Here’s why: artists exist caught between the Scylla and Charybdis of society’s legitimizing us through buying our work, and accusations of not making real “Art” by our peers if we sell enough art to make a living. This means there is no right answer and no legitimacy to be had.
One of the weirder questions I sometimes get is whether I really make my living selling my art, or if I just sell some and make up the rest of my income by teaching, as if my legitimacy as an artist now depends on a pie graph. “Some of the rest of what?” I always wonder. The ability to live in a regentrified historic district that was still sketchy until a few years ago? The ability to pay the mortgage and eat? The ability to take my family on vacation? The ability to turn down work my heart is not in?
No one ever asks the reverse question: “Can you really make a living teaching specialized metalsmithing workshops, or do you make up the lack of income by selling your art?” The funny thing is the answer to that question would be “Hell, no.” Even though I’m toward the top end of the food chain in terms of workshop fees, I could not passionately teach at the level of giving that I do enough times in one year to pay all the bills. It’s not physically possible. Sadly, the way the question is usually asked of me, my willingness to share illegitimizes my status as an artist to the outside world. Huh?!?
I figure creative people have enough to worry about without society and our peers telling us both directions are wrong. It is more than enough for us to worry about making good art and spending twice the number of hours to put it out in the world and find it a good home as it took to make it in the first place.
In today’s Brain Pickings newsletter, Maria Popova interviewed poet Sarah Kay. During the interview, Popova paraphrased Seth Godin’s take on making a living making art:
Seth’s point was that for the vast majority of history, one made a living and then one had a creative life — the two didn’t have to be the same.

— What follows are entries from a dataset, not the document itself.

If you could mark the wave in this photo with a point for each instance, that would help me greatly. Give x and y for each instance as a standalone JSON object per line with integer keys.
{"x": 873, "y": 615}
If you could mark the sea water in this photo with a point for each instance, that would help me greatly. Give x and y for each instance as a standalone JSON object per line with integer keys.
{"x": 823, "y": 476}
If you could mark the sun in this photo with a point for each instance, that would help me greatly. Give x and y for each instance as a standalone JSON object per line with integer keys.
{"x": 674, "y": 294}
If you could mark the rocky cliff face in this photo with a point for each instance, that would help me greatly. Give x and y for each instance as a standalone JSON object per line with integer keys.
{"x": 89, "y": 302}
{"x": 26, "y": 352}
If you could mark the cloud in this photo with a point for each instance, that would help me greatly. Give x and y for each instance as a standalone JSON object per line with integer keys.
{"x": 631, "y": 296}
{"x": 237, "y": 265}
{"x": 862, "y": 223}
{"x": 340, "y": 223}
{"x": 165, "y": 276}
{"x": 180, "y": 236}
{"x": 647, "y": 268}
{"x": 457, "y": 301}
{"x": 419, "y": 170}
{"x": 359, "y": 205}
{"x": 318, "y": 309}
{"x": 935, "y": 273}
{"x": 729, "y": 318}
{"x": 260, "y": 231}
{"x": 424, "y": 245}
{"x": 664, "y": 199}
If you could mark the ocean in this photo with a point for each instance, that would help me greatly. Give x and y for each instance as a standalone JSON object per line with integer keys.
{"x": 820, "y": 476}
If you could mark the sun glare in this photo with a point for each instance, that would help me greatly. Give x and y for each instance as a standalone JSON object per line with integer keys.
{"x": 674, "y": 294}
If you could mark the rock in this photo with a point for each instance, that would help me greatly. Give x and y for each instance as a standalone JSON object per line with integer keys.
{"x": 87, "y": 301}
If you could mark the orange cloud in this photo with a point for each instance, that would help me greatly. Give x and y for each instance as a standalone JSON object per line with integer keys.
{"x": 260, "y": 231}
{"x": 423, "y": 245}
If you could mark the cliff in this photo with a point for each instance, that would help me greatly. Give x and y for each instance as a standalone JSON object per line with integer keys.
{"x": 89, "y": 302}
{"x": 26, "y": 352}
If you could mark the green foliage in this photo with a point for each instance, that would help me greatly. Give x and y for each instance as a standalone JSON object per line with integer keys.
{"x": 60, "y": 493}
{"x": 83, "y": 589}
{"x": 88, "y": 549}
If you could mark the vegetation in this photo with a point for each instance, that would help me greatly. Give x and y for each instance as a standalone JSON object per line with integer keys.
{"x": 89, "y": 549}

Only recently did we come to believe that what legitimizes one as an “artist” is making art full-time and having that art also make one a living. The insidious implication of that belief is that the art made by people with day-jobs is somehow less valid, less legitimate. Which, of course, isn’t the case. It is indeed a rare thing for a creative life and a living to be one and the same.
My neighbor, who is originally from Europe, was probably not likely to have been raised to value mass produced, made in China, plastic stuff from Walmart more than hand made art by locals. Much of the rest of American society tends to need more convincing. The reason society legitimizes artists through the full-time sale of their work is because people are more comfortable liking or wanting something they know other people want or already have. Most people aren’t comfortable being the trendsetters, the impresarios, or wearing, using, or hanging something without its creator’s back story of struggle-turned-success.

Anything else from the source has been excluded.